Ganhou destaque nas manchetes o número de "38 mil" citado por Aras, que seria o total de pessoas com informações inseridas na base de dados da força-tarefa de Curitiba. "Ninguém sabe como [esses nomes] foram escolhidos, quais foram os critérios", disse Aras, que defendeu a existência de um "MPF do B", que operaria nas sombras. Também disse que sua gestão buscaria maior unicidade do MPF (Ministério Público Federal) e afirmou que "cada membro pode agir como sua consciência, mas cada membro não é senhor da instituição".

Não é de hoje que o procurador-geral critica duramente o modelo de forças-tarefa temáticas.

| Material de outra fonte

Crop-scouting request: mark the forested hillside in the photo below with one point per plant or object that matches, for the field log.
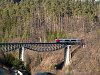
(45, 20)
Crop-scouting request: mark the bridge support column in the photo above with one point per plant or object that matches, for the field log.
(67, 55)
(22, 54)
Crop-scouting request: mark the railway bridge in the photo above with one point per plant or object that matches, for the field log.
(43, 47)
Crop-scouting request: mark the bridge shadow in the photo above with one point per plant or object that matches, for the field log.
(44, 73)
(59, 66)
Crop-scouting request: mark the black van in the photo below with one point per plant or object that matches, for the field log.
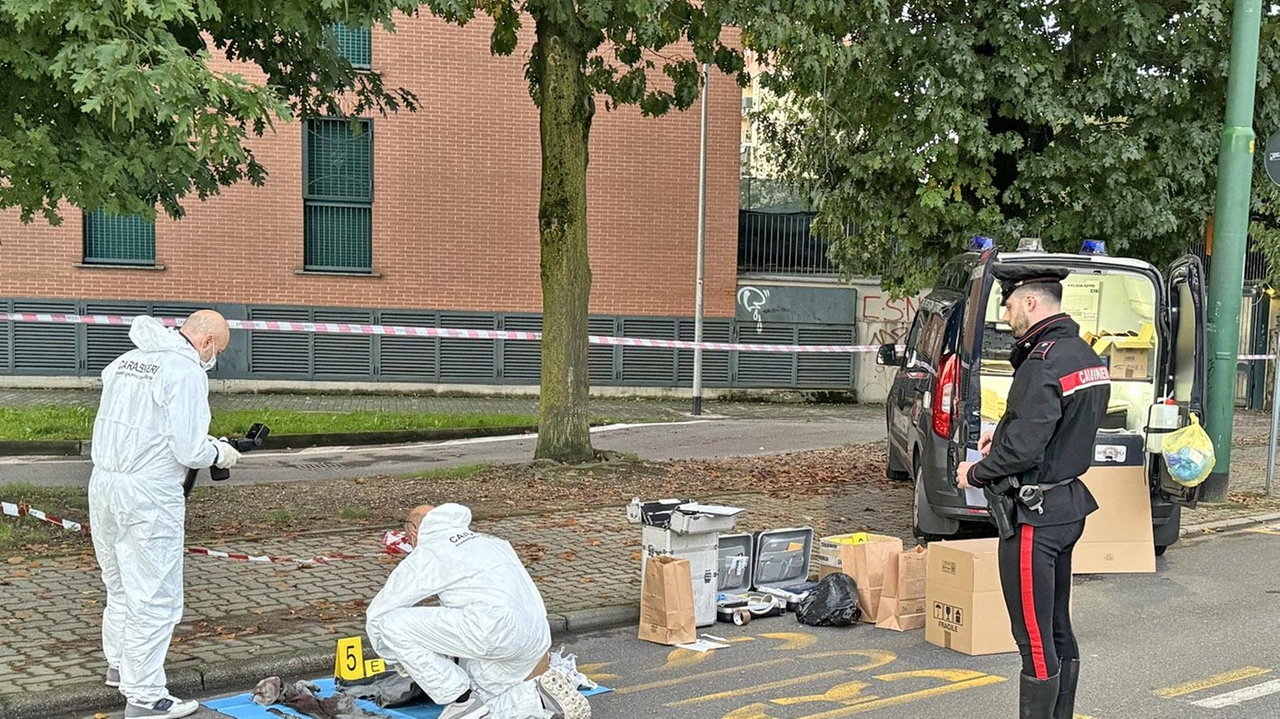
(1153, 324)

Membros do Ministério Público, mesmo aqueles críticos à operação Lava Jato, apontam que o foco de Aras não foi uma exaltação à transparência, mas se insere em um processo de ataque à independência dos integrantes do MP.

Para uma das procuradoras, a defesa da independência funcional, liberdade de atuação garantida aos procuradores desde que atuem dentro da lei, é a matéria mais importante para o MP em quatro décadas de democracia. "E há o sentimento coletivo de que está em curso um processo de sua destruição", diz.

"A independência funcional é a única garantia que os procuradores têm de que podem atuar em causas que não interessam ao poder econômico e ao poder politico local ou nacional", explica uma das ouvidas pela coluna. Ela também ressalta que o MPF não atua apenas contra corrupção. "Mudanças afetam temas como indígenas, grupos de extermínio, escravidão contemporânea, racismo, milícia, violência policial, fraude em licitação, violência doméstica, grilagem de terras, desmatamento."

Outra procuradora avalia que Aras demonstrou um desejo por um Ministério Público hierarquizado. Diz que, para ele, a ideia de horizontalidade faria parte de um "anarcossindicalismo" que tomou conta da instituição. Ele usou o termo para criticar, na entrevista, a Associação Nacional dos Procuradores da República (ANPR).

Força-tarefa da Lava Jato e os 38 mil nomes

"Assim como eu, muitos colegas creem que certos procedimentos em Curitiba são equivocados desde o início. Os pecados da Lava Jato têm que ser discutidos e debatidos, incluindo os excessos e o espetáculo, mas estou perplexo de como o procurador-geral usou isso para atacar a instituição [o MPF]. O que vai muito além da própria Lava Jato", diz outro procurador.

"Ele reclama que havia 38 mil nomes com Curitiba. Bem, agora estarão com pessoas próximas a ele. Como garantir que Aras não usará isso para seus interesses políticos? Os PGRs [procuradores-gerais] costumavam ser mais sóbrios em suas declarações", afirma.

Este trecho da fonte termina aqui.